Skip to content

Accordo

Accordo automatically validates GPU kernel correctness by capturing and comparing kernel outputs from reference and optimized implementations.

Features

  • Automatic kernel extraction: Uses KernelDB to extract kernel signatures from binaries
  • Snapshot-based validation: Capture once, compare against multiple optimizations
  • Configurable tolerance: Set precision requirements for floating-point comparisons (atol, rtol, equal_nan)
  • Performance tracking: Measure and compare execution times

Installation

Accordo compiles C++ code (via KernelDB) during installation.

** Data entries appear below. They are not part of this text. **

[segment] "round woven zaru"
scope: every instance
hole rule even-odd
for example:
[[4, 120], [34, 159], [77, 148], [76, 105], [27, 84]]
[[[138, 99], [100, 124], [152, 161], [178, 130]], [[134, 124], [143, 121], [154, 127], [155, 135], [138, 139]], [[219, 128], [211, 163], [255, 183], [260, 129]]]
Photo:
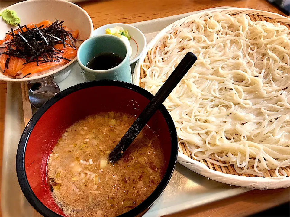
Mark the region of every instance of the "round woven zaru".
[[[274, 14], [273, 13], [271, 13], [263, 11], [255, 10], [251, 9], [234, 8], [227, 9], [216, 9], [213, 10], [212, 11], [207, 11], [205, 12], [202, 12], [202, 13], [194, 14], [192, 15], [191, 15], [191, 16], [196, 16], [196, 17], [197, 17], [198, 16], [200, 16], [201, 14], [201, 13], [203, 14], [204, 13], [208, 13], [210, 12], [212, 12], [214, 11], [220, 11], [221, 12], [222, 12], [223, 13], [225, 13], [230, 15], [231, 16], [235, 16], [241, 13], [245, 14], [247, 15], [250, 16], [250, 18], [251, 20], [252, 21], [266, 21], [266, 22], [268, 22], [271, 23], [279, 23], [281, 25], [284, 25], [286, 26], [288, 28], [288, 29], [290, 30], [290, 26], [289, 26], [289, 24], [290, 24], [290, 19], [289, 18], [276, 14]], [[185, 18], [184, 18], [184, 19], [185, 19]], [[139, 73], [139, 70], [140, 71], [140, 79], [139, 80], [139, 85], [140, 86], [143, 88], [144, 88], [145, 87], [145, 84], [144, 83], [142, 82], [141, 79], [142, 79], [144, 78], [146, 76], [146, 72], [145, 71], [143, 70], [143, 69], [142, 68], [142, 67], [141, 66], [141, 62], [145, 62], [149, 63], [151, 63], [152, 62], [152, 61], [150, 58], [151, 54], [152, 52], [153, 53], [153, 55], [156, 52], [156, 49], [157, 48], [157, 47], [152, 47], [155, 44], [155, 42], [156, 42], [157, 41], [156, 40], [158, 40], [158, 39], [160, 37], [160, 36], [162, 36], [162, 35], [170, 31], [171, 29], [171, 28], [172, 28], [172, 26], [174, 26], [174, 27], [175, 27], [178, 26], [179, 25], [181, 25], [181, 24], [182, 24], [182, 22], [183, 22], [182, 21], [184, 19], [182, 19], [180, 20], [180, 21], [177, 21], [173, 24], [171, 24], [171, 25], [169, 25], [167, 27], [166, 27], [164, 28], [163, 30], [162, 30], [159, 33], [159, 34], [157, 34], [157, 35], [155, 37], [155, 38], [154, 38], [152, 39], [151, 42], [149, 43], [148, 44], [147, 46], [148, 52], [147, 54], [146, 55], [144, 54], [143, 56], [143, 56], [143, 58], [141, 57], [140, 59], [140, 60], [139, 61], [140, 62], [138, 63], [136, 66], [136, 67], [138, 67], [138, 69], [137, 70], [137, 71], [138, 71], [137, 73]], [[173, 35], [174, 35], [175, 34], [173, 34]], [[162, 49], [164, 48], [164, 44], [163, 43], [160, 46], [160, 49]], [[149, 66], [144, 66], [146, 67], [146, 68], [147, 69], [148, 69], [149, 68]], [[135, 72], [136, 71], [136, 69], [135, 71]], [[182, 144], [181, 147], [182, 148], [181, 150], [179, 150], [179, 155], [182, 155], [182, 157], [183, 158], [183, 159], [186, 159], [186, 158], [187, 158], [188, 157], [190, 158], [191, 159], [195, 160], [194, 158], [192, 157], [190, 152], [188, 150], [188, 149], [187, 148], [187, 147], [186, 145], [185, 145], [184, 144]], [[185, 155], [185, 156], [183, 155], [182, 154], [183, 154]], [[187, 156], [187, 157], [186, 156]], [[185, 158], [184, 158], [185, 157]], [[180, 159], [179, 159], [179, 160]], [[214, 164], [213, 164], [211, 162], [209, 162], [206, 160], [200, 160], [198, 161], [203, 164], [204, 165], [206, 166], [208, 168], [210, 169], [210, 170], [213, 170], [220, 172], [220, 173], [222, 173], [225, 174], [227, 174], [231, 175], [235, 175], [234, 176], [235, 177], [236, 177], [236, 176], [239, 176], [241, 177], [243, 176], [247, 177], [253, 177], [256, 176], [255, 175], [251, 174], [240, 174], [238, 173], [237, 173], [235, 170], [233, 165], [230, 165], [224, 167], [221, 166]], [[192, 162], [192, 160], [191, 161]], [[221, 163], [226, 163], [221, 161], [220, 161], [219, 162]], [[212, 178], [212, 177], [211, 176], [207, 175], [208, 173], [208, 171], [207, 173], [206, 172], [203, 173], [202, 172], [201, 172], [201, 170], [203, 169], [202, 167], [204, 167], [204, 166], [203, 167], [202, 166], [201, 167], [201, 168], [200, 167], [199, 168], [197, 168], [194, 166], [192, 166], [192, 167], [191, 167], [191, 166], [189, 166], [188, 165], [190, 164], [190, 163], [188, 163], [188, 162], [181, 162], [181, 163], [182, 164], [182, 163], [185, 163], [185, 164], [183, 164], [184, 165], [187, 164], [185, 165], [187, 167], [191, 169], [192, 169], [192, 170], [194, 170], [194, 171], [200, 173], [200, 174], [201, 174], [203, 175], [204, 175], [207, 176], [209, 178]], [[206, 169], [207, 168], [206, 168]], [[286, 179], [288, 180], [288, 182], [290, 183], [290, 180], [289, 180], [289, 179], [290, 179], [290, 177], [290, 177], [290, 168], [289, 168], [289, 167], [281, 167], [281, 169], [285, 171], [287, 174], [287, 177], [286, 178], [285, 178], [284, 179]], [[214, 173], [214, 172], [213, 172], [214, 173], [215, 173], [215, 174], [216, 175], [216, 173]], [[281, 173], [280, 172], [279, 172], [279, 174], [281, 175], [283, 175], [282, 173]], [[266, 172], [264, 173], [264, 175], [265, 177], [267, 178], [277, 177], [277, 176], [276, 174], [275, 170], [274, 169], [269, 170], [267, 171], [266, 171]], [[230, 177], [230, 176], [227, 176], [227, 178], [228, 178], [229, 177]], [[233, 177], [232, 176], [231, 176], [231, 177]], [[289, 178], [288, 178], [288, 177]], [[241, 177], [241, 178], [242, 177]], [[245, 177], [244, 178], [246, 178], [246, 177]], [[261, 179], [264, 180], [267, 179], [265, 178], [262, 177], [256, 177], [255, 178], [257, 179], [259, 178], [259, 180], [261, 180]], [[257, 187], [256, 186], [254, 187], [253, 186], [254, 186], [254, 185], [253, 185], [252, 186], [249, 186], [249, 185], [248, 184], [244, 185], [240, 183], [237, 184], [236, 183], [230, 183], [230, 182], [224, 181], [224, 180], [223, 180], [222, 179], [220, 178], [221, 178], [221, 177], [220, 177], [218, 178], [213, 178], [213, 179], [215, 179], [215, 180], [218, 180], [218, 181], [225, 182], [225, 183], [227, 183], [228, 184], [231, 183], [235, 185], [237, 184], [237, 185], [239, 185], [240, 186], [250, 187], [253, 188], [259, 188], [260, 189], [268, 189], [268, 187], [265, 186], [266, 186], [266, 185], [264, 185], [263, 186], [262, 186], [261, 187], [260, 187], [259, 186]], [[230, 179], [230, 178], [229, 178]], [[276, 178], [277, 179], [278, 178]], [[232, 180], [233, 179], [232, 179]], [[250, 180], [251, 179], [250, 179]], [[253, 179], [252, 179], [251, 180], [253, 180]], [[240, 179], [240, 180], [241, 180]], [[233, 183], [234, 182], [233, 182]], [[251, 183], [251, 184], [249, 184], [252, 185], [253, 184]], [[289, 185], [290, 185], [290, 184], [289, 184]], [[287, 186], [286, 186], [287, 185], [282, 185], [281, 186], [277, 186], [276, 187], [279, 188], [283, 187], [287, 187]], [[267, 186], [269, 186], [268, 185]], [[270, 187], [269, 187], [269, 188], [276, 188], [275, 187], [275, 186], [274, 186], [272, 187], [270, 186]]]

You need cmake, libdwarf-dev, and libzstd-dev first:

Terminal window
# System prerequisites (Debian/Ubuntu)
sudo apt-get update && sudo apt-get install -y cmake libdwarf-dev libzstd-dev
# Install
pip install "git+https://github.com/AMDResearch/intellikit.git#subdirectory=accordo"

Quick start

from accordo import Accordo
# Create validator for a specific kernel
validator = Accordo(binary="./app_ref", kernel_name="reduce_sum")
# Capture snapshots from reference and optimized binaries
ref = validator.capture_snapshot(binary="./app_ref")
opt = validator.capture_snapshot(binary="./app_opt")
# Compare with allclose-style controls
result = validator.compare_snapshots(ref, opt, atol=1e-6, rtol=1e-5)
if result.is_valid:
print(f"PASS: {result.num_arrays_validated} arrays matched")
else:
print(result.summary())

Testing multiple optimizations

validator = Accordo(binary="./ref", kernel_name="matmul")
ref = validator.capture_snapshot(binary="./ref")
for opt_binary in ["./opt_v1", "./opt_v2", "./opt_v3"]:
opt = validator.capture_snapshot(binary=opt_binary)
result = validator.compare_snapshots(ref, opt, atol=1e-6, rtol=1e-5)
print(f"{opt_binary}: {'PASS' if result.is_valid else 'FAIL'}")

CLI reference

accordo validate \
--kernel-name NAME \
--ref-binary PATH_TO_EXECUTABLE \
--opt-binary PATH_TO_EXECUTABLE \
[--tolerance FLOAT] # legacy alias for --atol
[--atol FLOAT] # absolute tolerance (default: 1e-08)
[--rtol FLOAT] # relative tolerance (default: 1e-05)
[--equal-nan] # treat NaN == NaN
[--timeout SECONDS] # per snapshot, default: 30
[--working-dir DIR] # default: .
[--kernel-args 'n1:t1,n2:t2,...']
[--log-level DEBUG|INFO|WARNING|ERROR]

API reference

Accordo(binary, kernel_name, **options)

Parameters:

  • binary (str | list) — binary path to extract kernel signature from
  • kernel_name (str) — name of the kernel to validate
  • kernel_args (list[tuple] | None) — manual kernel args as [(name, type), ...]. Auto-extracted if None.
  • working_directory (str) — working directory (default: ".")
  • force_rebuild (bool) — force rebuild even if library exists (default: False)
  • parallel_jobs (int) — number of parallel build jobs (default: 16)
  • log_level (str) — logging level (default: "WARNING")

Methods:

  • capture_snapshot(binary, timeout_seconds=30, dispatch_id=None) -> Snapshot
  • compare_snapshots(reference, optimized, tolerance=None, *, atol=1e-08, rtol=1e-05, equal_nan=False) -> ValidationResult

Snapshot

AttributeTypeDescription
arrayslist[np.ndarray]Captured output arrays (first dispatch)
dispatch_arrayslist[list[np.ndarray]] | NonePer-dispatch output arrays
execution_time_msfloatExecution time
grid_sizedict | NoneKernel grid dimensions
block_sizedict | NoneKernel block dimensions

ValidationResult

AttributeTypeDescription
is_validboolWhether validation passed
num_arrays_validatedintTotal arrays checked
num_mismatchesintFailed comparisons
mismatcheslist[ArrayMismatch]Detailed mismatch info

Methods:

  • summary() -> str — human-readable validation summary

Requirements

  • Python >= 3.8
  • ROCm toolchain
  • KernelDB (automatically installed)